Falls die Therapie bei betroffenen Pferden anschlägt, sind sie für ihr restliches Leben auf das Medikament angewiesen, welches dreimal am Tag über das Maul verabreicht werden muss. Es kann aber auch sein, dass die Therapie gar nicht hilft oder die Symptome nicht ausreichend eindämmt, sodass sich das Pferd nicht sicher auf den Beinen halten kann. Eine alternative Behandlung oder Vorbeugung gibt es leider nicht.

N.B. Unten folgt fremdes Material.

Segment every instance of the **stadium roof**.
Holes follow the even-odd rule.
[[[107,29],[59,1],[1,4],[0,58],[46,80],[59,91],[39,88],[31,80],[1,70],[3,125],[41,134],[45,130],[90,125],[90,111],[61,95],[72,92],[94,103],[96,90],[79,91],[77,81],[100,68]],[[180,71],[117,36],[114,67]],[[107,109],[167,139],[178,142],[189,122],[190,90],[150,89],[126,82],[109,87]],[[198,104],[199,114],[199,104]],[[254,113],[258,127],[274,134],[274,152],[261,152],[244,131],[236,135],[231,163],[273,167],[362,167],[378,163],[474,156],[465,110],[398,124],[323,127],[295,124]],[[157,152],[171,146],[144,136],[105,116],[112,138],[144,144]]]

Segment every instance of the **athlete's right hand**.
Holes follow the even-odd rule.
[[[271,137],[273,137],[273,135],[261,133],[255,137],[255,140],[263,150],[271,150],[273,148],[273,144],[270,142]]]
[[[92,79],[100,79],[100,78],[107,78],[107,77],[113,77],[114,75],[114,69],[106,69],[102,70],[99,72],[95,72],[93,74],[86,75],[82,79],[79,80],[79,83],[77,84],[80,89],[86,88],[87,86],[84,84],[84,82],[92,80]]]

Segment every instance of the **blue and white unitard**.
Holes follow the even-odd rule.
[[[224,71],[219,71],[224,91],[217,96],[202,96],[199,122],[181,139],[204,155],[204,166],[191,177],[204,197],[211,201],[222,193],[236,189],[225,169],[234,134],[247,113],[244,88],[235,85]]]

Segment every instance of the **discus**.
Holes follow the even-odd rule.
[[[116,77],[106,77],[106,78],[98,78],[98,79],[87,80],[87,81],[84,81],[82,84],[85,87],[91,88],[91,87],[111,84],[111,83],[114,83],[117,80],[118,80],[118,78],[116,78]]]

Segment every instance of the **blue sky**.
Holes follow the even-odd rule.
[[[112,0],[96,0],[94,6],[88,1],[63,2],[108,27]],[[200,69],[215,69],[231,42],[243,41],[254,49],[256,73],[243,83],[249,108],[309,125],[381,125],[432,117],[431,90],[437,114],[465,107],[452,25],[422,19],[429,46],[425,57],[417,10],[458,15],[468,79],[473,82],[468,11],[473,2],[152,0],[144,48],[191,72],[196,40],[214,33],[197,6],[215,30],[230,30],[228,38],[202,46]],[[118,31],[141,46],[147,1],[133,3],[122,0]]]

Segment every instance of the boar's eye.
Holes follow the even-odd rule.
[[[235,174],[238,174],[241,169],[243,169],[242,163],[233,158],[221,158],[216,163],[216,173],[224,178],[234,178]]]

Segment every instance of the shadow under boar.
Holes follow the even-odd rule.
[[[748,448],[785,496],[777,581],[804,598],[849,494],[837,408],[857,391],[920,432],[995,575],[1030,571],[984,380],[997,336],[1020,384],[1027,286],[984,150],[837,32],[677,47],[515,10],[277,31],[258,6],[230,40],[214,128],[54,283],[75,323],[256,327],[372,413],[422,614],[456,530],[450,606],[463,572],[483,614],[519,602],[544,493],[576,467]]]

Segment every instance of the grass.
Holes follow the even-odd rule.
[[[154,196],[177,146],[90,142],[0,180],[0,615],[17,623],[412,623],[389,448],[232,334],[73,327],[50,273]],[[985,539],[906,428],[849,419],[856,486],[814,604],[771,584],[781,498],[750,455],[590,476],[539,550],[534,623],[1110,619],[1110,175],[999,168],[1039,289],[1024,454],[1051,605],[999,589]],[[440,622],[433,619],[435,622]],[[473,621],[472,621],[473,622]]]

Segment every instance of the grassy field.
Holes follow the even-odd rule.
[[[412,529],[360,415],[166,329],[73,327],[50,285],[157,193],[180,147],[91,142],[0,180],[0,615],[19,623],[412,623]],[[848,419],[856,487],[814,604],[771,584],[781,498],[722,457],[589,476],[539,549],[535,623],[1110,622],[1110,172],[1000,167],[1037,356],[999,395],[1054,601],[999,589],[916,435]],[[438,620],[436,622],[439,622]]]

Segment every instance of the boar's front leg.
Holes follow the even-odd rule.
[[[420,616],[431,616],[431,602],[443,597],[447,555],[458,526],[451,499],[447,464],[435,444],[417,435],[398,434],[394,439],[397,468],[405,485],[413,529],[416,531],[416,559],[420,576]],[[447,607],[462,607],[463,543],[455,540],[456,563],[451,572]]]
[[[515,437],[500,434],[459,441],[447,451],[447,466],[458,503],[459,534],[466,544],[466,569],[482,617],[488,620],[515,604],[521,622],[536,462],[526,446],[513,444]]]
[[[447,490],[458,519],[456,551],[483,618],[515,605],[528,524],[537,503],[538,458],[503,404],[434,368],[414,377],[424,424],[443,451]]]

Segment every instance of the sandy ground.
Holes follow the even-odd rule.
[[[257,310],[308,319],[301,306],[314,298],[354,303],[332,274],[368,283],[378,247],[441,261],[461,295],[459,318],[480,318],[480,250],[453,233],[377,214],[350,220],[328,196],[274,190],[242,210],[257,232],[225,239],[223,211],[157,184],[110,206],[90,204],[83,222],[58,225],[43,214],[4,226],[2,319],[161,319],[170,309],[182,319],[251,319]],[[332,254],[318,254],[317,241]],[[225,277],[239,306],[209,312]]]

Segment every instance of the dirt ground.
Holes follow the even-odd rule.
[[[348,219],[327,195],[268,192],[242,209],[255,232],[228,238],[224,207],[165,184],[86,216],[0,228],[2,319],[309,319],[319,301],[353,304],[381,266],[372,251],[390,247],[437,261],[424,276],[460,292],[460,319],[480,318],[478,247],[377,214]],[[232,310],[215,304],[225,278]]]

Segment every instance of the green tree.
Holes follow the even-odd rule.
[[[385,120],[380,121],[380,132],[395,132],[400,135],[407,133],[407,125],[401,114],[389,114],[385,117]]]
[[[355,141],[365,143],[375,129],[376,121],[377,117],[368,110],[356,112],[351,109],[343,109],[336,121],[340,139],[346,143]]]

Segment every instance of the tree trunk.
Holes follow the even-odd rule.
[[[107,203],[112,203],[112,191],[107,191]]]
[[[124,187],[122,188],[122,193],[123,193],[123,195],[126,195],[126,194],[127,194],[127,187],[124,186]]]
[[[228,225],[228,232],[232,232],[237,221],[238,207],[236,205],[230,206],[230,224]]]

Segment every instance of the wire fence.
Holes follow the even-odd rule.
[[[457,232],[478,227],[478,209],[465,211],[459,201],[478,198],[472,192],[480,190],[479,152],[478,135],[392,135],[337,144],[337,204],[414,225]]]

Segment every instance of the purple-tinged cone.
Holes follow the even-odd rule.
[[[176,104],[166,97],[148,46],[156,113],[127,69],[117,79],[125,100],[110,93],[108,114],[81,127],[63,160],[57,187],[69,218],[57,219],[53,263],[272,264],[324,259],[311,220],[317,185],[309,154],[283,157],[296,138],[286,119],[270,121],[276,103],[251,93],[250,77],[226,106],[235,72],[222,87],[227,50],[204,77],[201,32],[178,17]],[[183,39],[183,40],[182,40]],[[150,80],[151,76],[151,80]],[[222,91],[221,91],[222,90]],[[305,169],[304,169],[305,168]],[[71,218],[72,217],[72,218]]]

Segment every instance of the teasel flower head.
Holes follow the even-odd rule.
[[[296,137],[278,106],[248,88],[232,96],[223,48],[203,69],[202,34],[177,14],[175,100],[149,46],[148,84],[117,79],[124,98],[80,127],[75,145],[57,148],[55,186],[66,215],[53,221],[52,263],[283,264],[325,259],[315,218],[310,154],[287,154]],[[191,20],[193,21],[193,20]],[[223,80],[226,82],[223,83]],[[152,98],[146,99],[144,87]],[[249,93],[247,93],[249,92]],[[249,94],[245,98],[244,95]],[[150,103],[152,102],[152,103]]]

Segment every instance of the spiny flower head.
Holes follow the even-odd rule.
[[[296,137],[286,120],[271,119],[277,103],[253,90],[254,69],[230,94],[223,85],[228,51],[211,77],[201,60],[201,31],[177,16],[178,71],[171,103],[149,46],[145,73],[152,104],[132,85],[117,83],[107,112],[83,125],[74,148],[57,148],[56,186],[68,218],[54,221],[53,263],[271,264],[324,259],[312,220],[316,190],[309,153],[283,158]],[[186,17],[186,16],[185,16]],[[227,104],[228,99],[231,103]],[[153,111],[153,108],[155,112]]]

Bei einem Pferd, welches nur an einem leichten Grad der Krankheit leidet, hilft es oft schon, jegliche Stresssituation zu vermeiden sowie für möglichst viel Ruhe und Entspannung zu sorgen. Liegt Narkolepsie bei einem Pferd im Offenstall vor, sollte das Tier zumindest nachts in eine Box gebracht werden. So kann es besser zur Ruhe kommen und hat auch die Möglichkeit, einen ruhigen Schlaf zu finden.
Fazit
Abschließend ist zu sagen, dass eine Narkolepsie beim Pferd in den meisten Fällen mit einem REM-Schlafmangel, also einer Pseudonarkolepsie, verwechselt wird. Ein Pferd kann die Leicht- und Tiefschlafphasen zwar auch im Stehen durchlaufen, den REM-Schlaf jedoch nur im Liegen. Fehlt dieser dauerhaft, ist die Gesundheit des Vierbeiners stark beeinträchtigt. Sind dir schon einmal Verletzungen am Fesselkopf oder Vorderfußwurzelgelenk aufgefallen, ist eine 24-Stunden-Videoüberwachung und Rücksprache mit dem Tierarzt empfehlenswert. Durch frühzeitige Maßnahmen kannst du deinem Pferd das Leben und den Schlafrhythmus erleichtern sowie das Wohlfühlgefühl zurückgeben.